Gittiği her ortamda fikir değiştiren savaş alanına gidince o alandaki yoldaşların başka alanlara gidince başka yoldaşların fikirlerini savunmak-sahiplenmek. “Üstün-sorumlu”ların yanında başka “Altlar–yönetilen”lerin yanında başka konuşmak gibi yaşanan sayısız durumlar yaşanır. Sıralanabilenecek tüm olumsuz durumlar yanlış giden pratikler devrime-partiye-özgürlüğe bir şey kazandırmaz. Bu durumu yaşayanların, yaptıklarının devrime-halka-partiye hizmet etmediklerini bilmek gerekir.

Unutmamak gerekir ki; özellikle ters giden işler yapıldığında yanlış pratikler yaşandığı süreçlerde sessiz kalmak karşı çıkmamak kadar utanç verici bir durum yoktur. Her şeyin başında dürüst olmak gelir. Dürüstlük, gerçeklik karşında gözlerini kırpmadan gerçekliğin gözünün içine bakabilmektir. Gerçeği ifade edebilme cesaretidir. Devrimci durmaktır. Eğilip bükülmemektir. Ezilip yıkılmamaktır. Devrimci kimliğini amirin önüne sermemektir. Ters giden sürecin akıntısına kapılmamak yanlış yapıldığında haksızlık yaşandığında sonucu ne olursa olsun dik ve karşı durmak temel devrimci niteliklerdir.

Ancak ve ancak sınıf bilinçli proleterler her koşul ve ortamda kendi gerçek düşüncelerini açıklayıp fikirlerini cesurca ifade ederler. Zalime minnet etmeyeceği gibi devrimci gömleği giyip yanlış yapanlara da sessiz kalmaz.

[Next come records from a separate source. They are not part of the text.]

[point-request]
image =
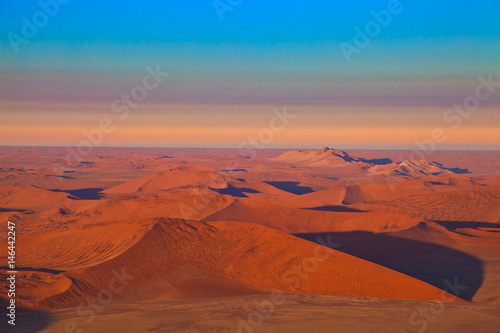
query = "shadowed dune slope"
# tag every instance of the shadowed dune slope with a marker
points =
(293, 220)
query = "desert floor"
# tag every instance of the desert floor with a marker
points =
(222, 240)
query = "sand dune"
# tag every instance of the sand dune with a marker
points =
(224, 250)
(293, 220)
(182, 225)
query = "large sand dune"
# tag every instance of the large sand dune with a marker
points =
(184, 225)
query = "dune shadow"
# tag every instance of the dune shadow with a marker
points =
(335, 208)
(454, 170)
(377, 161)
(440, 266)
(26, 320)
(292, 187)
(93, 193)
(7, 210)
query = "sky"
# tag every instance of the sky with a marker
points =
(353, 74)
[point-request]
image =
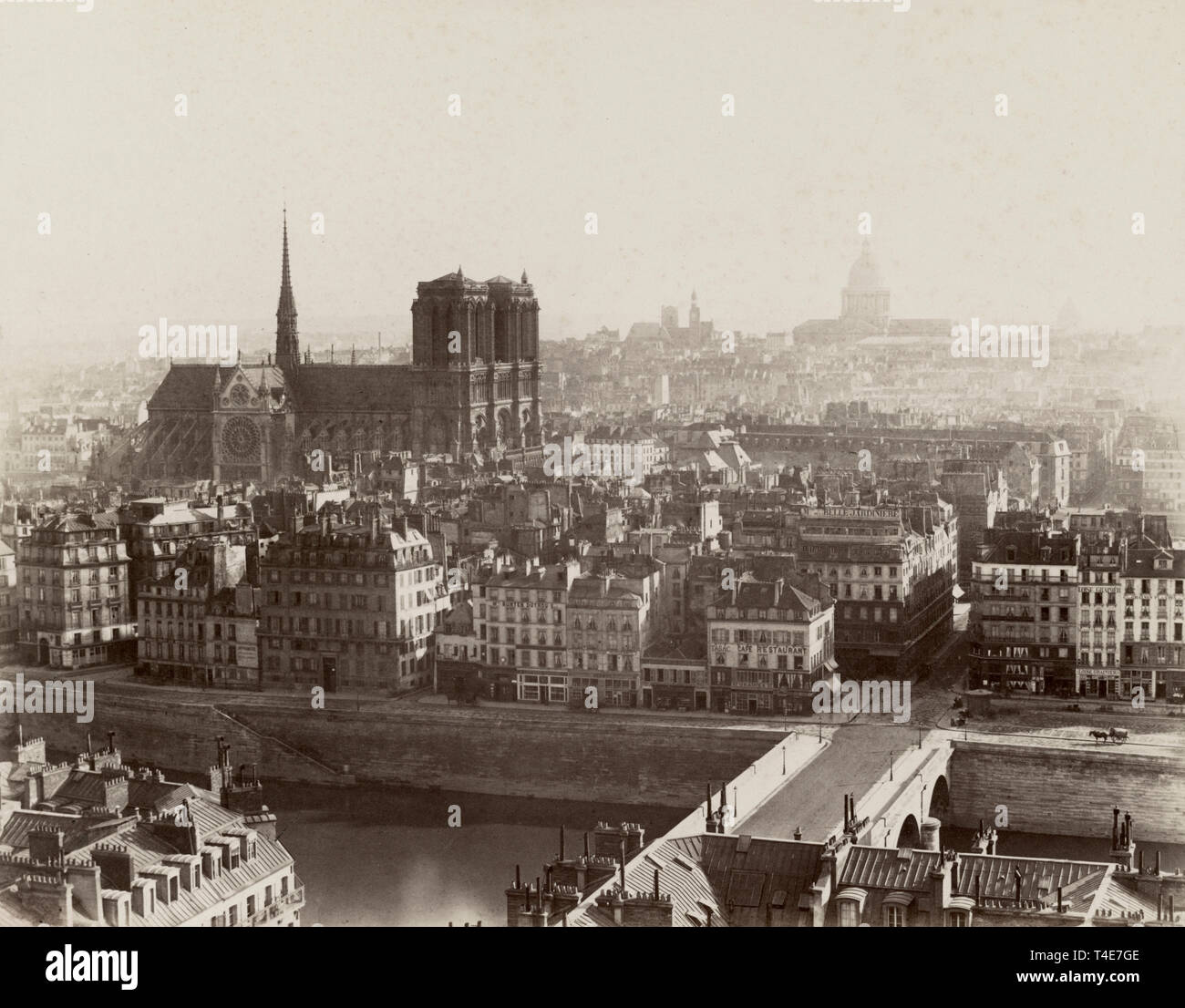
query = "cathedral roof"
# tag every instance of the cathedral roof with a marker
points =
(188, 386)
(344, 387)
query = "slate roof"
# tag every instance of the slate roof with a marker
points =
(189, 387)
(883, 867)
(354, 387)
(745, 880)
(1038, 876)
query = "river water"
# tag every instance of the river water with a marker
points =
(375, 857)
(386, 857)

Gerçeklik karşısındaki duruş ideolojik bir temele tekabül eder. Sınıf bilinçli proleterler hem dışındaki hem de içerideki yanlışlıklara göz yummaz.

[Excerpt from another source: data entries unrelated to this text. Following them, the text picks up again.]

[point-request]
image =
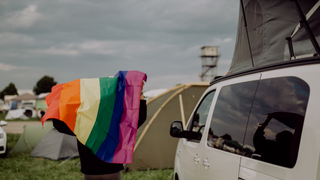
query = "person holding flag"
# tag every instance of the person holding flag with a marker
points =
(104, 114)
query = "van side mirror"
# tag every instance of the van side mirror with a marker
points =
(176, 129)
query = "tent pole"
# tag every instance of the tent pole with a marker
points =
(305, 24)
(246, 25)
(182, 111)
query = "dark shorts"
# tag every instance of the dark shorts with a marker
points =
(92, 165)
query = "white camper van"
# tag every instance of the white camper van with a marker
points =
(262, 120)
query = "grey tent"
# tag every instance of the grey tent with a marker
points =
(154, 147)
(31, 136)
(55, 145)
(275, 33)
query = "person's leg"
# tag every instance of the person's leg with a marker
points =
(114, 176)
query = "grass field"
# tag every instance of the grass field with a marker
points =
(19, 166)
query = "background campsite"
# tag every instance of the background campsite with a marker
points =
(39, 152)
(19, 165)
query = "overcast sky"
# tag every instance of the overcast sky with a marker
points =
(72, 39)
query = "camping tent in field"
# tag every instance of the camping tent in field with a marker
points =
(55, 145)
(31, 136)
(154, 147)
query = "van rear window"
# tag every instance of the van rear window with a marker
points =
(262, 120)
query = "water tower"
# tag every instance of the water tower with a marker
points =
(209, 57)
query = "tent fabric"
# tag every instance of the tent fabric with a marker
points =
(31, 136)
(25, 96)
(155, 148)
(55, 145)
(269, 23)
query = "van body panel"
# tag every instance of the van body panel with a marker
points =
(223, 165)
(190, 161)
(307, 160)
(297, 84)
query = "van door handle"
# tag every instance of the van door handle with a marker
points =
(196, 159)
(206, 164)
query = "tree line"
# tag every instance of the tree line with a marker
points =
(44, 85)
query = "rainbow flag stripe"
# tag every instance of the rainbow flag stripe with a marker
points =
(102, 112)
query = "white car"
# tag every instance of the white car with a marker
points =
(3, 140)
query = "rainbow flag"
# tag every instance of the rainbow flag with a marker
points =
(102, 112)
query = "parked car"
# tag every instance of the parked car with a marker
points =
(263, 124)
(261, 121)
(3, 140)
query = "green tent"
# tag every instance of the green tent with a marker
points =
(31, 136)
(154, 147)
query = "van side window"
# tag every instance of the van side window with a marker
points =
(230, 117)
(276, 120)
(199, 119)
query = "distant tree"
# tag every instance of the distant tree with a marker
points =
(44, 85)
(9, 90)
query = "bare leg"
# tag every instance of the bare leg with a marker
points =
(114, 176)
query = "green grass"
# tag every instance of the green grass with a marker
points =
(19, 166)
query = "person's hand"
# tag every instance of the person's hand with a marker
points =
(266, 122)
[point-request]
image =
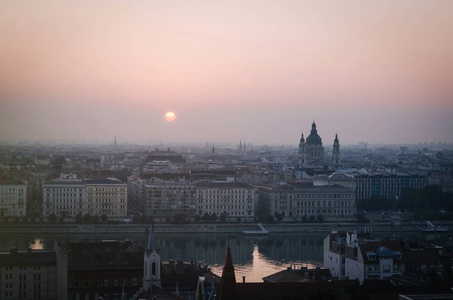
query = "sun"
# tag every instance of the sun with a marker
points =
(170, 116)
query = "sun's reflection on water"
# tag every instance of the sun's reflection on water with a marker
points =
(37, 244)
(260, 267)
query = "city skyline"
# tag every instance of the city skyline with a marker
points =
(376, 72)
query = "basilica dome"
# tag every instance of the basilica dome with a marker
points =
(314, 138)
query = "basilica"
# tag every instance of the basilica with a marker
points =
(311, 150)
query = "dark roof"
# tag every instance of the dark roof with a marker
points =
(299, 275)
(104, 255)
(11, 181)
(29, 257)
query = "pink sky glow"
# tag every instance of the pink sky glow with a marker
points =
(373, 71)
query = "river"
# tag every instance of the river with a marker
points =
(253, 257)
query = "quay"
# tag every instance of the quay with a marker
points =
(239, 228)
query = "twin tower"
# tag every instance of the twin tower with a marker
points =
(311, 150)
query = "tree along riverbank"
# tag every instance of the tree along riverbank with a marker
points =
(11, 228)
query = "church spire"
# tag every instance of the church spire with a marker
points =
(227, 289)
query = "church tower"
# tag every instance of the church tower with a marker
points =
(336, 151)
(152, 263)
(313, 149)
(227, 288)
(302, 151)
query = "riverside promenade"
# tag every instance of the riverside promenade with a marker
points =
(14, 228)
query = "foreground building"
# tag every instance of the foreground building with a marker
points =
(32, 274)
(357, 256)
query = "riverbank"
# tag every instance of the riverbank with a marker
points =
(11, 228)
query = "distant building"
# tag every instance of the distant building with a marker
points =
(311, 151)
(386, 185)
(301, 201)
(68, 196)
(336, 159)
(65, 197)
(106, 196)
(13, 198)
(168, 199)
(235, 199)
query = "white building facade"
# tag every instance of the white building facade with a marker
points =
(236, 199)
(13, 198)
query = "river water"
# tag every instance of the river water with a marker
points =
(253, 257)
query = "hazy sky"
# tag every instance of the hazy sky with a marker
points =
(376, 71)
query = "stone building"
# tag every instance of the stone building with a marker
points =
(68, 196)
(13, 198)
(31, 274)
(235, 199)
(305, 201)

Proleterleşemeyen küçük burjuvalar örgüt içinde yoldaş olmak, yoldaş kalmak yerine memur olmayı kul kalmayı tercih eder. Çünkü iddia ve amacı küçük burjuva hesapları ve dar dünyaları kadardır. Üstü tarafından olumlanmak-pohpohlanmak-hak etmediği halde ödüllendirilmeye ihtiyaç duyar. Biat kültürü boyun eğme tutumu onun küçük burjuva sınıfsal gerçekliğinden kaynaklıdır. Küçük burjuvazi ne proleter ne burjuva sınıfına dahildir. Tarihi boyunca kendi sınıfının iktidarını yaratamamıştır. Burjuvazi iktidar olduğunda burjuvaziye biat etmiştir. Proletarya iktidar olduğu zaman onun yönetimini ve ideolojisini sahiplenmek zorunda kalmıştır. Küçük burjuvazinin bir kısmı proleter ideolojiyi yürekten benimseyerek kendi sınıfına sırtını dönmüştür. Bir kısmı ise zorunluluktan kaynaklı olarak ideolojisini çizgisini içtenlikle kabul edip benimsemediği halde proletaryaya boyun eğmiştir.  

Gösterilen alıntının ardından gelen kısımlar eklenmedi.